Photo Credit: Sergunt
Given its potential to impact health, physicians should not hesitate to refer families with a strong history of cancer for genetic counseling and testing.
The past decades have produced huge advances in how physicians understand the genomics of lung cancer, explains Geoffrey Oxnard, MD. “Lung cancer in never-smokers is itself a common cancer, yet it has a distinct genetic fingerprint that makes it more amenable to targeted therapies and less amenable to immunotherapies,” he says. “In contrast, the inherited genetics that underpins lung cancer risk is poorly understood, especially in individuals who never smoked. In our research, we studied a rare familial syndrome to begin to characterize how inherited genetics may lead to lung cancer risk.”
The study’s findings are published in the Journal of Clinical Oncology.
Mutation Associated With Treat Resistance & Poorer Outcomes
According to Dr.

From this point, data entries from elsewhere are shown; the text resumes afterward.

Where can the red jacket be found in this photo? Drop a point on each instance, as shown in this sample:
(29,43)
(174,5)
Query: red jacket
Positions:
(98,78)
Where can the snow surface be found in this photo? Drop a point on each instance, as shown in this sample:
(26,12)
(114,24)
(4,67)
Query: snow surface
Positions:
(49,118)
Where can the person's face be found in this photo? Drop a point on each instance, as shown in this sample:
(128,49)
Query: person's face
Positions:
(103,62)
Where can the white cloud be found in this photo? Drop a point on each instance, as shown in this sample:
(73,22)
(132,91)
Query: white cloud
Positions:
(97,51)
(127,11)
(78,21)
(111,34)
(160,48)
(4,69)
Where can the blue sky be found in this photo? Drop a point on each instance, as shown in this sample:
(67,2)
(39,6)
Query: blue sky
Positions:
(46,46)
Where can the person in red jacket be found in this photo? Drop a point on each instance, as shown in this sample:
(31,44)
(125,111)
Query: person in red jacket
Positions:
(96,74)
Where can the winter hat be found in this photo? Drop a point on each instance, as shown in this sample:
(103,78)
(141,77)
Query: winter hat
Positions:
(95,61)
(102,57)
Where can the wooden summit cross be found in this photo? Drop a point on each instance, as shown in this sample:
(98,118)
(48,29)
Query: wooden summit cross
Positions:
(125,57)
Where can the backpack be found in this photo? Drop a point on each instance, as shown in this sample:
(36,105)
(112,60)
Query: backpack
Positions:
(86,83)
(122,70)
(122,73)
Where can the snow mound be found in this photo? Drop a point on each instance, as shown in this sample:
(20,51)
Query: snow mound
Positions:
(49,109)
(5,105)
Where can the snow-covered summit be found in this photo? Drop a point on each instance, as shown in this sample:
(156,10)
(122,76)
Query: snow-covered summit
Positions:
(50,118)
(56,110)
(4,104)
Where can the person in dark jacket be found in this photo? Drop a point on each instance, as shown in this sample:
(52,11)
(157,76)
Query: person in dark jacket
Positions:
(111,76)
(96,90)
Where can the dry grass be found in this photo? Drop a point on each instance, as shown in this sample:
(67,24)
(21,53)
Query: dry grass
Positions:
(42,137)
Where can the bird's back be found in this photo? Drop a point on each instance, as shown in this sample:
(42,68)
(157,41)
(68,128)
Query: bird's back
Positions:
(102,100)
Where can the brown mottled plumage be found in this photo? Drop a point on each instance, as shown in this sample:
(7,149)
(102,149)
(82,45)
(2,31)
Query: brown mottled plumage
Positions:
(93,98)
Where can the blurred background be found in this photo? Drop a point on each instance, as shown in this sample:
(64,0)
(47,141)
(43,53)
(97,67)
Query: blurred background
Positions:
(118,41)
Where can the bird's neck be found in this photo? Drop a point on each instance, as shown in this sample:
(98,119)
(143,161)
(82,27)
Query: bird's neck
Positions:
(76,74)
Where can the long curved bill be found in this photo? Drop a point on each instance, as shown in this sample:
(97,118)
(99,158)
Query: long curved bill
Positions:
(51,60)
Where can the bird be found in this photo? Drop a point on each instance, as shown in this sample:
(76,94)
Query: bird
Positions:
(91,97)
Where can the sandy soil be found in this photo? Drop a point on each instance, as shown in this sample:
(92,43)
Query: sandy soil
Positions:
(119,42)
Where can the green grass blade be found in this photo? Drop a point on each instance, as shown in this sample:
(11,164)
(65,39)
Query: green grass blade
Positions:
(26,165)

Oxnard and colleagues, the primary hypothesis of this study was that researchers could use widespread genomic analysis of diagnosed lung cancer to identify families carrying rare germline mutations in EGFR and thus could describe a rare familial lung cancer syndrome. “We launched a remote participation study, offering consent and counseling and genetic testing, to identify and study these lung cancer patients and their relatives,” Dr. Oxnard says.
They studied the mutation EGFR T790M, which has been associated with treatment resistance and poorer outcomes, Dr. Oxnard points out. “Here we find that this mutation, when detected at diagnosis, indicates a high risk of an inherited mutation that carries familial lung cancer risk.” Fortunately, with newer treatments Dr. Oxnard reports that “patients with lung cancer with germline EGFR T790M have the potential to have favorable outcomes when receiving the appropriate targeted therapy,” he says. “It is important that we connect that a germline variant not only has risk implications, but it also has treatment implications. By identifying families at risk of lung cancers driven by EGFR, we empower them with knowledge about a potential future lung cancer diagnosis and how to treat it. (Figure).”
Cancer Genetic Testing Can Empower Patients
Cancer genomics, he adds, is a “truly powerful tool” for changing outcomes in this type of lung cancer. “Through genetic testing, we have the power to identify a wide range of treatments and even gain insight into the germline risk genes that could have led to a lung cancer diagnosis,” he notes. “In this way, cancer genetic testing empowers patients to understand and gain agency in their own cancer journey.”
Dr. Oxnard and colleagues agree that the high prevalence of EGFR-driver lung adenocarcinomas and lung nodules in germline carriers bolsters efforts to identify affected patients and family members for investigation of CT-based screening. While familial lung cancer is rare, it is a true phenomenon, Dr. Oxnard explains. “For families with a strong cancer history, physicians should not hesitate to refer them for genetic counseling and testing as it could greatly impact their future,” he says.
“We are still trying to fully describe the role of CT screening in individuals with inherited lung cancer risk,” he says. “The benefit is clear, based on smoking history, but that is merely one simplification of our broader understanding of lung cancer risk. Optimal CT screening and subsequent nodule management for families with germline EGFR mutations remains an area of active investigation.”
Dr. Oxnard adds that efforts are underway to expand upon this study’s data, including correlative studies with remote participation, to explore the clinical characteristics and natural history of EGFR germline risk variants (T790M and others). This, he says, may lead to the application of a screening component in patients identified as carriers of EGFR germline variants that increase the risk of developing lung cancer.